By that stage, it is old news. When something becomes ‘public knowledge’, it’s generally not worth knowing.
In other words, he doesn’t do the hard work of real investing.
Remember, there are universal laws at work in the investment world — just as in the rest of the world.
Outside of politics, chicanery, and freelance robbery, with their win-lose deals, the honest world works on win-win deals.
If you want to get…you have to give. And what you get should be proportional (albeit with vast allowances for luck) to what you give.
So you have to ask: How can you expect to earn more money from your investments than other people (more than the indices)? What more are you giving?
France’s longest-serving president, François Mitterrand, a socialist, was appalled when he realised how investments worked. He replied with indignation that capitalists ‘make money when they sleep.’
He had a point.
It seems unfair that a working man should have to sell his time by the hour, limited to the number of hours he has available…while the capitalist investor makes money night and day without working at all.
But capital has a value. And it makes sense that the man who lets it out to hire, rather than using it himself, should be paid for it.
In an honest economy, he is paid fairly. The deal is made — like all win-win deals — between buyer and seller, lender and borrower, with no prejudice to one or the other.

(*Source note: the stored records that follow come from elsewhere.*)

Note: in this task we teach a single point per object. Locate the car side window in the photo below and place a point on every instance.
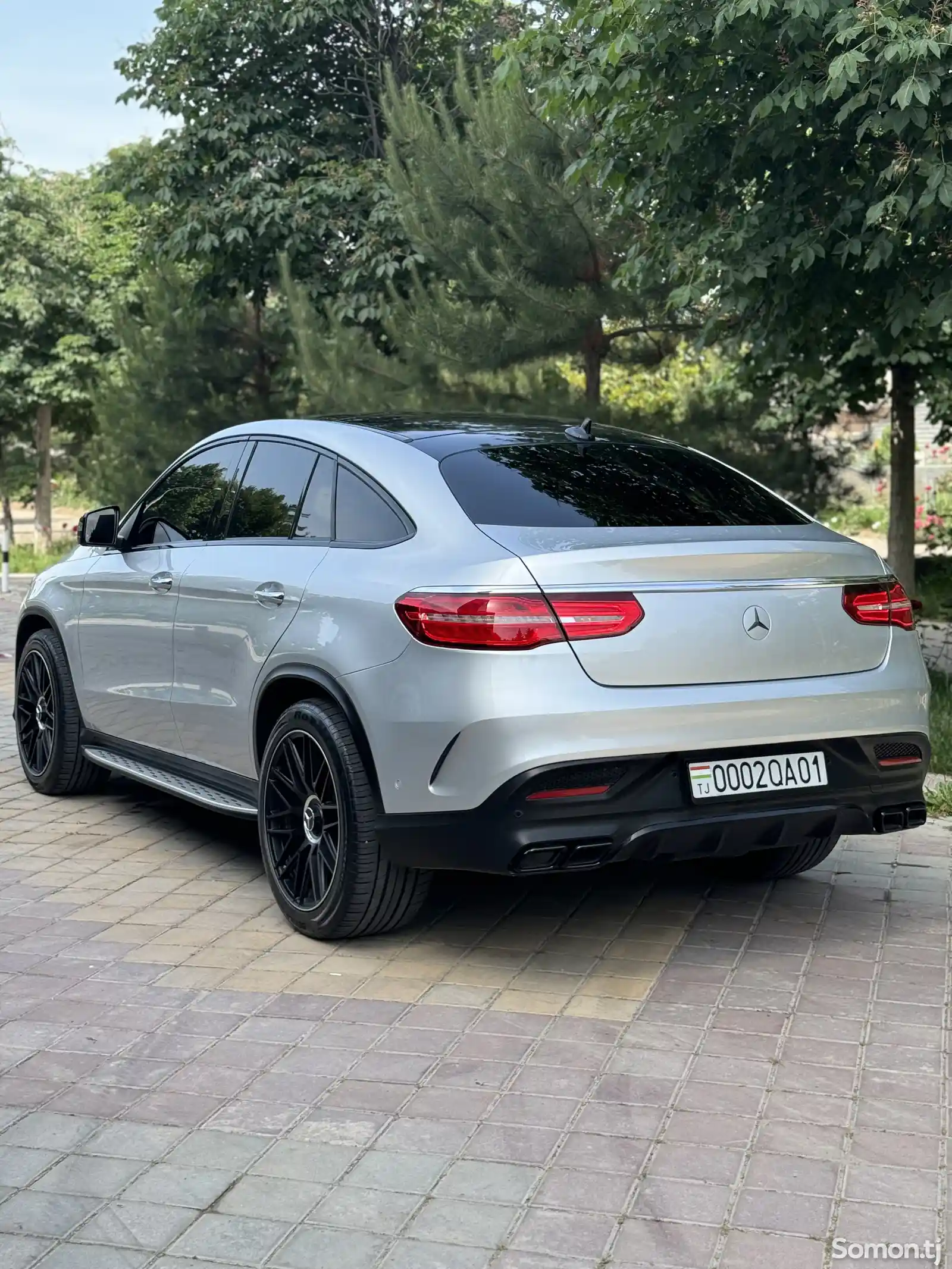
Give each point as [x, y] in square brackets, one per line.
[187, 504]
[317, 518]
[362, 516]
[270, 495]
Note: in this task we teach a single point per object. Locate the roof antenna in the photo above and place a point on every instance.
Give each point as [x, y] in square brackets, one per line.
[581, 432]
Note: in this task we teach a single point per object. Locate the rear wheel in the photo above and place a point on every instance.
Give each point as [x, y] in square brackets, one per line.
[49, 722]
[774, 864]
[317, 819]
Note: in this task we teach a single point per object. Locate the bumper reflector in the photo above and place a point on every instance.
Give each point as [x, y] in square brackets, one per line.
[588, 791]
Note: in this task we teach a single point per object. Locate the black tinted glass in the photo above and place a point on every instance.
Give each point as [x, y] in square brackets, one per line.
[317, 512]
[362, 514]
[267, 503]
[607, 485]
[187, 506]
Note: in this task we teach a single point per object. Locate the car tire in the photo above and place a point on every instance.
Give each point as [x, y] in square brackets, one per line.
[777, 863]
[327, 872]
[49, 723]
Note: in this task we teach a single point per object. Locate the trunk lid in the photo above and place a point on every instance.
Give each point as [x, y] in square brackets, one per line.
[707, 596]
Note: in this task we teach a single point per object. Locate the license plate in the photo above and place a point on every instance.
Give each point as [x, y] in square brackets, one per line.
[734, 777]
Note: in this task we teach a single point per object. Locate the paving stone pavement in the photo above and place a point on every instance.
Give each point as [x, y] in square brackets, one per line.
[619, 1070]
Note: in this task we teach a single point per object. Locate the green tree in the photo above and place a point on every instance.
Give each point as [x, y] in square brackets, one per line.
[186, 366]
[525, 263]
[281, 139]
[790, 163]
[64, 261]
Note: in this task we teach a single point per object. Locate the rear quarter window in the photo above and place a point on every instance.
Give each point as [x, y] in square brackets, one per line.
[607, 485]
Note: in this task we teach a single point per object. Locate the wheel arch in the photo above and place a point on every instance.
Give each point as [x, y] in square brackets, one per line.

Both feel they come out ahead. The man who works the hardest to figure out how he can fructify his money and his time is the one who generally wins the most.
But in today’s economy, the fix is in…and has been for more than three decades.
The insiders get money that no one ever earned or saved…and they get it at rates that are pushed down by the heavy hand of the Fed and its fake-money system.
This has created a huge influx of credit-based money that has driven up stock prices — especially the aforementioned indices.
The Dow, for example, is up 20 times in the last 35 years, while the average working man’s time, adjusted for inflation, is scarcely worth a nickel more.
People look at this and draw the wrong conclusion: ‘See, stocks always pay off over the long run.’ Or as Warren Buffett puts it, ‘Nobody goes broke betting on the USA.’
But the whole thing is a fraud — with stock prices tricked up by this enormous supply of phony credit.
According to famed bond-fund manager Bill Gross, ‘All assets are elevated to artificial levels.’
Which is to say that just because stocks have been good for the last 35 years doesn’t mean they will be good for the next 35.
Credit (and its evil twin debt) does not increase forever. And when the next credit crunch comes, as much as $35 trillion of excess debt could disappear in a matter of days.
US stock prices could plunge by 50% to 80%.
Then — surprise, surprise — all the king’s economists…and all the Deep State’s central bankers…may not be able to put this Humpty Dumpty economy back together again.